SUBANG JAYA, May 29 — MIC president Datuk Seri Dr S. Subramaniam urged Prime Minister Datuk Seri Najib Razak today to clarify his remarks that PAS’s proposal to amend the Shariah Courts (Criminal Jurisdiction) Act 1965 would not pave the way for the rollout of hudud as widely believed.
Dr Subramaniam said he accepts the prime minister’s statement yesterday that the Shariah Bill is not equal to hudud, which MIC opposes, but said the issue needed to be made clear to all.
“We don’t support hudud, and we accept well the opinion by the prime minister that what is being said now isn’t hudud but just amendments to the Act.
“But we need an explanation from the prime minister about what it means because our research says these amendments will make way for the implementation of hudud, starting in Kelantan and maybe after that in other states,” he told a news conference after MIC’s extraordinary general meeting here.
He added that Najib should also get the consensus of all the Barisan Nasional (BN) component parties on the issue of hudud to ensure that the coalition remains united.
“I hope the BN spirit will prevail and we will be able to get to a consensus and I hope the prime minister will use good officers to listen to views of all the component parties and come to a decision to unite all parties,” he said.
The MIC president reiterated that his party is against the implementation of any amendment which may lead to hudud.
“We have expressed our view why we think it shouldn’t be implemented.
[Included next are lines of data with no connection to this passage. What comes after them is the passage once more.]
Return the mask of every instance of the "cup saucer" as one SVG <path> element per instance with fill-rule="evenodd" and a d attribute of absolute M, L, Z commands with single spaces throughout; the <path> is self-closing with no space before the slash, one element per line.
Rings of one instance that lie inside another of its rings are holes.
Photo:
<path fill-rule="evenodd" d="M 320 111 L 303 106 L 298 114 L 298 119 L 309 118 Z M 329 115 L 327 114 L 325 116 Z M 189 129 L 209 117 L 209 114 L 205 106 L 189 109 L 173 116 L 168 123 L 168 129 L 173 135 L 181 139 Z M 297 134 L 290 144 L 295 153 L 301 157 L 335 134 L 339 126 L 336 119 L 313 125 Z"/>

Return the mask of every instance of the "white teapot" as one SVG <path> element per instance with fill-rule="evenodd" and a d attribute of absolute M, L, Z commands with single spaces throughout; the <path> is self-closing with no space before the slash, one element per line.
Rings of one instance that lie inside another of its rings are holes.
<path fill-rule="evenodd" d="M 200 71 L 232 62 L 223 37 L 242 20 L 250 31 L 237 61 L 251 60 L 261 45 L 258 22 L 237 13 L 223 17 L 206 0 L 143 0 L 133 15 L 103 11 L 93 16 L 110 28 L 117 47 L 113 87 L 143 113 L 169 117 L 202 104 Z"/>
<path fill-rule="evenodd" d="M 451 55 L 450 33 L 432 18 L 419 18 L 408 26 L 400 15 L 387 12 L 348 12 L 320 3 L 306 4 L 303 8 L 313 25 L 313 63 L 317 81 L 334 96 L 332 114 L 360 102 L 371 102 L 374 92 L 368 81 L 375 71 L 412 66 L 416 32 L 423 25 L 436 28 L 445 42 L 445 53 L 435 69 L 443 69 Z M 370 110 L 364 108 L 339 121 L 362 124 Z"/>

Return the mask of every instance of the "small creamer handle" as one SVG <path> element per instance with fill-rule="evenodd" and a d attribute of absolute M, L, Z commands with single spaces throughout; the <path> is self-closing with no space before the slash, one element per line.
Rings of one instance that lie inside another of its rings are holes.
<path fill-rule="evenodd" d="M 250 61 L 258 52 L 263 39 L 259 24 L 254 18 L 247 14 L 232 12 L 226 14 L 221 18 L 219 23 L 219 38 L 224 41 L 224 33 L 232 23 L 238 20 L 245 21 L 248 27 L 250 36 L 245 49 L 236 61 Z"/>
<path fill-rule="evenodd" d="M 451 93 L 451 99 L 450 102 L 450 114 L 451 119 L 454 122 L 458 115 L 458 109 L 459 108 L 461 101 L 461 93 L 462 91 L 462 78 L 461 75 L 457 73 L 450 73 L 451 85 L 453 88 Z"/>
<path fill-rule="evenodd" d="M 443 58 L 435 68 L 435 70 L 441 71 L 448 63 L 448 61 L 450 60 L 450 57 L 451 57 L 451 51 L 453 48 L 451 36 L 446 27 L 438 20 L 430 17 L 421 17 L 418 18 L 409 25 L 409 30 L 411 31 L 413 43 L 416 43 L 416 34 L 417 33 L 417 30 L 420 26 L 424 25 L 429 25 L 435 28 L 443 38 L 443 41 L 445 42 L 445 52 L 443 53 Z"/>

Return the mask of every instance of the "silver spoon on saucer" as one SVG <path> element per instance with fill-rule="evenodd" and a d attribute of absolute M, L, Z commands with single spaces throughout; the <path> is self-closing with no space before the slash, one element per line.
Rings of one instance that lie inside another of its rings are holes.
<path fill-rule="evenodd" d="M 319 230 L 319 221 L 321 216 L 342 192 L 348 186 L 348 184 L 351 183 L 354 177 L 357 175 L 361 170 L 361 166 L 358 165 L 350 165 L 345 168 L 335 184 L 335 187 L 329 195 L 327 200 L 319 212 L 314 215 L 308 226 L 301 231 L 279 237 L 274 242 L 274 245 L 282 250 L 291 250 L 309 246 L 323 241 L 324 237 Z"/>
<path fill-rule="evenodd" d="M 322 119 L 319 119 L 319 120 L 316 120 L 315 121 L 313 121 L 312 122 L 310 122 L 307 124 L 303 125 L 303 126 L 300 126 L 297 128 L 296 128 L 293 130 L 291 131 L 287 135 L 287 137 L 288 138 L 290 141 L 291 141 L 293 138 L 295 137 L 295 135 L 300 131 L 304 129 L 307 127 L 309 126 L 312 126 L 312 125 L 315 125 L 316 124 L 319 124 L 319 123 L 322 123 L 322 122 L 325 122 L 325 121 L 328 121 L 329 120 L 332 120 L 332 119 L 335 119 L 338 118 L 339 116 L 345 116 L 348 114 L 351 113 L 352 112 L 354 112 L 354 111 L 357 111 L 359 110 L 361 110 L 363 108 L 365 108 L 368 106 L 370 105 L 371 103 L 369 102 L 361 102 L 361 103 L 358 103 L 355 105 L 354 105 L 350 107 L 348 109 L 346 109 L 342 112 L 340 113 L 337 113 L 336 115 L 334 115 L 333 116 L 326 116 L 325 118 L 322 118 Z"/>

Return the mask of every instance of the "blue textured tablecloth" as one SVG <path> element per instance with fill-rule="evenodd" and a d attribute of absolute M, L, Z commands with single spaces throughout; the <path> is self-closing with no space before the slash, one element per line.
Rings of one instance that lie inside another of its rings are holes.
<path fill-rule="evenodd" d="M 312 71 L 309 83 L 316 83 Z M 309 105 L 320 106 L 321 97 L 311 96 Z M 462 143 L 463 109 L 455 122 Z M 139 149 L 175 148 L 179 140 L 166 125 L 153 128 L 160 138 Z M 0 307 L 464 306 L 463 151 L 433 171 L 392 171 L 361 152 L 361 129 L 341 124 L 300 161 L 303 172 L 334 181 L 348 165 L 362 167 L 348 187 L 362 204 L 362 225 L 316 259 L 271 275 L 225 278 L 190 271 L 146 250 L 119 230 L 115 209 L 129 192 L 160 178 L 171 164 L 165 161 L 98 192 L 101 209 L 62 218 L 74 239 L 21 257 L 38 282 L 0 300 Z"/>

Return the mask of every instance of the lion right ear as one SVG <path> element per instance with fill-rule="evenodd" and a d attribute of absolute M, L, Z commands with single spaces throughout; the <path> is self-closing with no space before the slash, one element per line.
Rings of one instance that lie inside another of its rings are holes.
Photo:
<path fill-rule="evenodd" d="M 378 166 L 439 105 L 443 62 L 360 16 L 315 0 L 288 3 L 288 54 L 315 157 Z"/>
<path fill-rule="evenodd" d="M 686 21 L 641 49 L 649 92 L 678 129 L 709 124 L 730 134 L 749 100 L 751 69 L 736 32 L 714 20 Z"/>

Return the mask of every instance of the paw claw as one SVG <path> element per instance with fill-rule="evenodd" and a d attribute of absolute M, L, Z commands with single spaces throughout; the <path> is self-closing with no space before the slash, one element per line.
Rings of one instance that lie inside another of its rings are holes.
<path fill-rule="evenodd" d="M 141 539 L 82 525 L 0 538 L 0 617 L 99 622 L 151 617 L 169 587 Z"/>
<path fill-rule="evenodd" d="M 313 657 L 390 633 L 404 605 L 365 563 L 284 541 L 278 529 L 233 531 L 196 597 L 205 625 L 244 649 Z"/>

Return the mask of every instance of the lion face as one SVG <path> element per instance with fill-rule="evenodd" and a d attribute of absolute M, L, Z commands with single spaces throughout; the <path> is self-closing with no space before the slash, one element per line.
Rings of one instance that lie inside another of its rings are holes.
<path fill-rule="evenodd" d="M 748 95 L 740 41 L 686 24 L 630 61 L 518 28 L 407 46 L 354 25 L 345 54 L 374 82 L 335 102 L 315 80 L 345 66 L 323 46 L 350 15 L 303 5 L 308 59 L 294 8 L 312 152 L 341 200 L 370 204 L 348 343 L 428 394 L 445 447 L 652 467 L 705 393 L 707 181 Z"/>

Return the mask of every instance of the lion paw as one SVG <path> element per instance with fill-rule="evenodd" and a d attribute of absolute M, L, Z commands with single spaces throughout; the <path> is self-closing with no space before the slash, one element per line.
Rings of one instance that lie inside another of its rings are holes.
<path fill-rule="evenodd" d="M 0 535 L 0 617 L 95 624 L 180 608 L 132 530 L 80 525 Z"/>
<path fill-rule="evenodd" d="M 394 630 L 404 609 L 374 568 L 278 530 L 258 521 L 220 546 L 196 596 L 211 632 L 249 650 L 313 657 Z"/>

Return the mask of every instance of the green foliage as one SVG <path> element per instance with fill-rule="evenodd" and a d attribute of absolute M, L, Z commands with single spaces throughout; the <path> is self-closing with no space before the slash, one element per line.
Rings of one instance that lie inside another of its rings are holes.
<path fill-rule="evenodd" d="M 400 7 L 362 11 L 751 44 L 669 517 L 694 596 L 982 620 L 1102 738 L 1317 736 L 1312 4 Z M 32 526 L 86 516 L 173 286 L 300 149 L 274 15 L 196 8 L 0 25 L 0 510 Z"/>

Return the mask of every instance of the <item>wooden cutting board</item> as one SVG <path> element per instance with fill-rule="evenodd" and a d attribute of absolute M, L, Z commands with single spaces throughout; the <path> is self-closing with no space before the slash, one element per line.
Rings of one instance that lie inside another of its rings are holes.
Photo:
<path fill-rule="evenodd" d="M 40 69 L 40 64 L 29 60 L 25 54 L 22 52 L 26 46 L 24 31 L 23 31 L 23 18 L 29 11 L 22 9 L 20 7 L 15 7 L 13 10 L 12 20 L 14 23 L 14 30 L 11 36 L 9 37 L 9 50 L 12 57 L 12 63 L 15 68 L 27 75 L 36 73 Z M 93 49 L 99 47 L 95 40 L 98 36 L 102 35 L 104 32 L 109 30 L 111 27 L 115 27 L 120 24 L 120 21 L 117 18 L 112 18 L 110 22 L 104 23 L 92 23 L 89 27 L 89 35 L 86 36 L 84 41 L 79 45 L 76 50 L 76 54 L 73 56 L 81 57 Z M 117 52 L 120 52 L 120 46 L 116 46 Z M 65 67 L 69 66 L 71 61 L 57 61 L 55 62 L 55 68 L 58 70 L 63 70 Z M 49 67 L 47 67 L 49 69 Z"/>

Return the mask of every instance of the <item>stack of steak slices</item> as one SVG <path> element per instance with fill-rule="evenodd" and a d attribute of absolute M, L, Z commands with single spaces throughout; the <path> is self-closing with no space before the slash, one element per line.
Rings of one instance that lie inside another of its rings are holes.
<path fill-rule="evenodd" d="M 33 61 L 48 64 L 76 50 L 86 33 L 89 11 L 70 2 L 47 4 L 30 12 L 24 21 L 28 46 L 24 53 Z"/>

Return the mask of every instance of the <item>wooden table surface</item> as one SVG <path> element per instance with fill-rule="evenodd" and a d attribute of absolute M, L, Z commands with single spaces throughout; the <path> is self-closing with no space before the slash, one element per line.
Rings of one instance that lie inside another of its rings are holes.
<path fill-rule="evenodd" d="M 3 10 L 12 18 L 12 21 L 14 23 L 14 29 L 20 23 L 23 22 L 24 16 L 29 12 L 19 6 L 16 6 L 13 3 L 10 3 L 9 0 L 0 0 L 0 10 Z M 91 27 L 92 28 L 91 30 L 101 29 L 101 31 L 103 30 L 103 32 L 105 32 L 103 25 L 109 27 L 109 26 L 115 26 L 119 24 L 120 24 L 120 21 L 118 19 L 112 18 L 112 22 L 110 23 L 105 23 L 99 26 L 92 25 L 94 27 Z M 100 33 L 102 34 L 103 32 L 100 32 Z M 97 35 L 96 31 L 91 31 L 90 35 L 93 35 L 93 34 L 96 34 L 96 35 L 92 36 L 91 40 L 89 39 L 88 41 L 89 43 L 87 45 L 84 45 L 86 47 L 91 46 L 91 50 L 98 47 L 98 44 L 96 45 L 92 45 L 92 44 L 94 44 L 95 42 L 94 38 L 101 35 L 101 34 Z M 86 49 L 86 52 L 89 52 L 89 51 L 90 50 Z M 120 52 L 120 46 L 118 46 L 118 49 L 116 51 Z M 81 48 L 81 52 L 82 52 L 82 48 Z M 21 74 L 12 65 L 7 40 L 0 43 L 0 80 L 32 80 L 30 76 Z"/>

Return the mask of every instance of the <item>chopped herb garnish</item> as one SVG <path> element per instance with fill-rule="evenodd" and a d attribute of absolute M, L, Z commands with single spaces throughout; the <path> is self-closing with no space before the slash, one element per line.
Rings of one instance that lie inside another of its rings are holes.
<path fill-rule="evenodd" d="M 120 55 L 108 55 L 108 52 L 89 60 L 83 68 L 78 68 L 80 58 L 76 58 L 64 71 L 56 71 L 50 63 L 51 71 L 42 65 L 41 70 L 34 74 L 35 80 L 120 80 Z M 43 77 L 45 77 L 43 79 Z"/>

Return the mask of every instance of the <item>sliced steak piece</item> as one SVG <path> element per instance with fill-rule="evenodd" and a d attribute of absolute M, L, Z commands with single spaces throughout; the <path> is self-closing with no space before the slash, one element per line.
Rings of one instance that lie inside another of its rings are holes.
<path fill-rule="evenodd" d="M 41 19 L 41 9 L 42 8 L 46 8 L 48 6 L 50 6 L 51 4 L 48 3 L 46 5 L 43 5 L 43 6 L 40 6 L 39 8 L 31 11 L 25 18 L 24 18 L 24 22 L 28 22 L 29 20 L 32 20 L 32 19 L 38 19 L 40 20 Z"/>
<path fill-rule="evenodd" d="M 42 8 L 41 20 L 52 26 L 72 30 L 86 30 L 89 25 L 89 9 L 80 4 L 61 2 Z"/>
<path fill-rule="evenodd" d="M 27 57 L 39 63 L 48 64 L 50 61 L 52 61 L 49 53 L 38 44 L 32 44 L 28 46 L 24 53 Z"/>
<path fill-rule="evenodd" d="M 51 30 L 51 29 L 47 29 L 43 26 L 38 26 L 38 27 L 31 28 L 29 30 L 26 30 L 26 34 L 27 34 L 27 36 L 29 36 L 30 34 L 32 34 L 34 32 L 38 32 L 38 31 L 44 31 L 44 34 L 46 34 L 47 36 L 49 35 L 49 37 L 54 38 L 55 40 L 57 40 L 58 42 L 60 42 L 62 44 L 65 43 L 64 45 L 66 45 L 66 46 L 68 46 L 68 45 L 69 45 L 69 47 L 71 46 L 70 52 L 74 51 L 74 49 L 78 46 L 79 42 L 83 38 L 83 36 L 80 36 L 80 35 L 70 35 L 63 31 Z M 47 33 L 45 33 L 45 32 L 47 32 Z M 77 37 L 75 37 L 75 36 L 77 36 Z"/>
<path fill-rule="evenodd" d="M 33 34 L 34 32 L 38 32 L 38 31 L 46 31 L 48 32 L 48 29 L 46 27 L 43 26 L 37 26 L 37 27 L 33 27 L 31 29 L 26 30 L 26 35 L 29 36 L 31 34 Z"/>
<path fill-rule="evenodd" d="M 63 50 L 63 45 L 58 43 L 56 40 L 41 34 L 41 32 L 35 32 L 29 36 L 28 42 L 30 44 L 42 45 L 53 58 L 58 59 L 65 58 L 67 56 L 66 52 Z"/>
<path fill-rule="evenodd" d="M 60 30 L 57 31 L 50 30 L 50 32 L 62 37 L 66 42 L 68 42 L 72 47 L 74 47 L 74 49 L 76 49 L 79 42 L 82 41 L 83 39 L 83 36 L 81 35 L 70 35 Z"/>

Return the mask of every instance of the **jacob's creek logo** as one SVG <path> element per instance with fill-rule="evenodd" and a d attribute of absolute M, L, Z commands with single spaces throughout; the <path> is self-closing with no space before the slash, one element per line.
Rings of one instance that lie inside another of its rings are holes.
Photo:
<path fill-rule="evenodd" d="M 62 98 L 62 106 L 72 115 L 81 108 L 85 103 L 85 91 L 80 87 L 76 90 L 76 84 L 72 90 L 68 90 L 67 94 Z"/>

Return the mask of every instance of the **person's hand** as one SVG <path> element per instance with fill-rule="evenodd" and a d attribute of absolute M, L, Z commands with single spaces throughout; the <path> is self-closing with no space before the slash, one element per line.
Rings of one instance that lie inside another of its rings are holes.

Now, it may be ok, but years to come it may open the doors [sic]. MIC is definitely against hudud.
“And we’re concerned that these amendments will first be implemented Kelantan, but there is a risk of it spreading everywhere else,” he said.
Last Thursday, Minister in the Prime Minister’s Department Datuk Seri Azalina Othman Said tabled a motion to expedite the tabling of PAS president Abdul Hadi Awang’s private member’s Bill in Parliament to amend the Shariah Courts (Criminal Jurisdiction) Act 1965.
However, Hadi asked to defer the Bill to the next parliamentary meeting in October.
The Bill seeks to empower shariah courts to enforce punishments ― except for the death penalty ― provided in Shariah laws for Islamic offences listed under state jurisdiction in the Federal Constitution, without elaborating on the nature of the punishments.
Shariah court punishments are currently limited to jail terms not exceeding three years, or whipping of not more than six strokes, or fines of not more than RM5,000.
Umno president and Prime Minister Datuk Seri Najib Razak later sought to allay concerns about Hadi’s Bill, saying that it was not meant to implement hudud law but merely to enable the Shariah courts to impose “a few more” strokes of caning from the current maximum of six.